As we continue to enhance Airflow's data awareness capabilities, there are several key areas of improvement that we plan to address in future iterations. These enhancements aim to further optimize data processing, improve collaboration, and ensure robustness in diverse deployment scenarios.

  • AIP-77 Asset Validations: Capabilities for defining and verifying expectations around data assets. It introduces pre-runtime and post-runtime validations to ensure data reliability and adherence to established data flow contracts. Data engineers can specify validation rules for data inputs and outputs, improving the robustness of data pipelines and reducing runtime errors.
  • Backfilling Partitions: Enhancing support for backfilling partitions will enable efficient re-processing of specific slices of data. This will allow users to correct historical data errors or update datasets with new logic without reprocessing the entire dataset. By leveraging the new partitioning capabilities, Airflow will streamline the backfill process, ensuring data accuracy and consistency across time-based and segment-based partitions. This will be defined and done in line with the Backfills at Scale proposal. 
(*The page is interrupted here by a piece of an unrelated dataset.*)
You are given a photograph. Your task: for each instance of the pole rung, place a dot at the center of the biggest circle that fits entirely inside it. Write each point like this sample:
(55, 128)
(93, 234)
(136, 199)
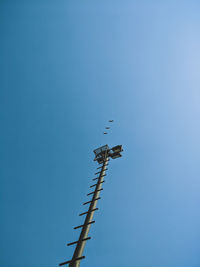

  • Scheduling Tolerations and Timeouts: Introducing scheduling tolerations and timeouts will enhance the flexibility and reliability of data workflows in Airflow. Scheduling tolerations will allow tasks to proceed with available data even if some dependencies aren't met, provided they were updated within an acceptable period, like for example the last month. Timeouts will provide a mechanism to enforce maximum wait times for task executions, ensuring that workflows progress efficiently and do not stall due to delays in data availability. Tolerations and Timeouts will accommodate scenarios where timely data generation is critical despite incomplete or not so fresh upstream data, improving overall workflow robustness.
  • Sharing Data Assets in Multi-Team Deployments: In multi-team deployments, sharing data assets seamlessly across teams is crucial for collaboration and efficiency. Future enhancements will focus on developing mechanisms to manage and share assets with proper access controls and metadata tagging. This will facilitate better collaboration between teams, reduce asset duplication, and ensure that teams can leverage shared data assets effectively while maintaining data governance and security.